As is clear from the above description, in the toner heat fixing mechanism according to the present invention, even if the heat roller swells,
Since the recording paper feeding speed can be maintained constant, not only expansion and contraction of the recorded image but also color shift in the case of color recording does not occur, making it possible to perform high-quality recording. Furthermore, according to the present invention, the rotational speed of the heat roller is adjusted based on the cumulative energization time to the heat roller, which is in a functional relationship with the change in diameter of the heat roller over time. This allows for highly flexible control.

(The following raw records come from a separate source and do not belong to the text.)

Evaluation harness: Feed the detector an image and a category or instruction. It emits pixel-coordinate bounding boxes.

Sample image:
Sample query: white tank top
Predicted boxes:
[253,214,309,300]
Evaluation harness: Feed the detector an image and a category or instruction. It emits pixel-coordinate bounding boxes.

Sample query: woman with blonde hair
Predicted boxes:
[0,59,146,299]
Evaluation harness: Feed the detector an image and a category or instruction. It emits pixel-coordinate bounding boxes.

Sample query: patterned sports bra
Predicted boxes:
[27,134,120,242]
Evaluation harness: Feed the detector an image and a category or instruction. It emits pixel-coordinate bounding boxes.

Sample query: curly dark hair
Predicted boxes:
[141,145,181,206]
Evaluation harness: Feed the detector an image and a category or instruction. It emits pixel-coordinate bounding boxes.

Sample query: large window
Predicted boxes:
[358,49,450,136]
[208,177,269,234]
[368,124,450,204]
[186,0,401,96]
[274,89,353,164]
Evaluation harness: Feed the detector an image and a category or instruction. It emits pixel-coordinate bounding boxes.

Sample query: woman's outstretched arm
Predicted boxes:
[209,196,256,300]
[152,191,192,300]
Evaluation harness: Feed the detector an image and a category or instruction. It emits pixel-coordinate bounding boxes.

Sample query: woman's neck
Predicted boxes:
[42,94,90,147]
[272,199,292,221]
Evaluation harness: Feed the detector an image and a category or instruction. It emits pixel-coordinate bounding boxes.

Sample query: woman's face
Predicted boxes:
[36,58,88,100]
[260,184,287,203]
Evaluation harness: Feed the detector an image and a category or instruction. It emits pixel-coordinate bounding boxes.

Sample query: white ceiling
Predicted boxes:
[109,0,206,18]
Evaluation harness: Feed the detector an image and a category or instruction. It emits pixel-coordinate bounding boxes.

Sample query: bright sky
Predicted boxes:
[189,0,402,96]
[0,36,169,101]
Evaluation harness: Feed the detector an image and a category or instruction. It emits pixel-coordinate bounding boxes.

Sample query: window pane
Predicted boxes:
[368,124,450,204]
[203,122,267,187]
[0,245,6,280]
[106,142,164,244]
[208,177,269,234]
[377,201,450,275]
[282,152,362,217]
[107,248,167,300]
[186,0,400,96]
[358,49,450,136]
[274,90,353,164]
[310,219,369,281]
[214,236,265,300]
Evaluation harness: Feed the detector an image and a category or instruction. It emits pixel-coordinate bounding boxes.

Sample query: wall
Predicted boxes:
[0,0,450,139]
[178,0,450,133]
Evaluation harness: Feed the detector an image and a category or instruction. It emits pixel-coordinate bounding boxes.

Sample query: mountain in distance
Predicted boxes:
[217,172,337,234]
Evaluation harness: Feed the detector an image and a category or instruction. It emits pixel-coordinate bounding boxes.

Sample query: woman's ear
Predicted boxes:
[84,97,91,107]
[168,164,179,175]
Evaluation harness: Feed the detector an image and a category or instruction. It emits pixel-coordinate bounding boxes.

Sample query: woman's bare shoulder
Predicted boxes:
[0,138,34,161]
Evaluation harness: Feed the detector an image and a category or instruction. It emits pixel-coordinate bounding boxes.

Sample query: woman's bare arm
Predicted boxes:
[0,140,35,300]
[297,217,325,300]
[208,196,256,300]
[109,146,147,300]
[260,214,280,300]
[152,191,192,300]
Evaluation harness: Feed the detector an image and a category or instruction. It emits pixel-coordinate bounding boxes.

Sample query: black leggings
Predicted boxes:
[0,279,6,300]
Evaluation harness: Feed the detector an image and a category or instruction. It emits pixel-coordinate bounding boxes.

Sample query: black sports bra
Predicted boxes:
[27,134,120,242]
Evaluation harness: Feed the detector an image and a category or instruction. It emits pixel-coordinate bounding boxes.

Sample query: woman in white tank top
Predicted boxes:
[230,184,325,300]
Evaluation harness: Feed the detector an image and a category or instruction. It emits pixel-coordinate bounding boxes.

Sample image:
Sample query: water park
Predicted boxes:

[Brief explanation of the drawing]

FIG. 1 is a configuration diagram of a toner heat fixing mechanism according to the present invention, and FIG.
The figure is a schematic diagram of a color electrophotographic recording device incorporating the toner heat fixing mechanism according to the present invention, and FIG. 3 determines the driving pulse cycle of the servo motor for driving the heat roller of the toner heat fixing mechanism shown in FIG. 2. FIG. 4A is a routine for explaining the operation of the toner heat fixing mechanism shown in FIG. 2, and FIG. 4B is a routine for driving the servo motor for driving the heat roller of the toner heat fixing mechanism shown in FIG. A waveform diagram showing the pulses, Figure 5 is a schematic diagram of a color electrophotographic recording device incorporating a conventional toner heat fixing mechanism, and Figure 6 is the relationship between the change in the diameter of the heat roller over time and the time it is energized. FIG. 7 is a schematic diagram showing a conventional example of measuring the change in diameter of a heat roller. 20... Toner heat fixing mechanism, 21... Heat roller, 22... Backup roller, 23... Roller 24... Servo motor,
25...Motor drive, 26...Hour meter,
27...Control circuit.

Claims (1)

[Claims] 1. A toner heat fixing mechanism (20) incorporated in a recording device using toner, including a measuring means (26) for measuring the cumulative energization time to the heat roller, and a toner heat fixing mechanism (20) that measures the cumulative energization time to the heat roller, and according to the energization time measured by this measuring means. A toner heat fixing mechanism comprising: adjusting means (24, 25, 27) for adjusting the rotational speed of the heat roller to maintain a constant recording paper feeding speed.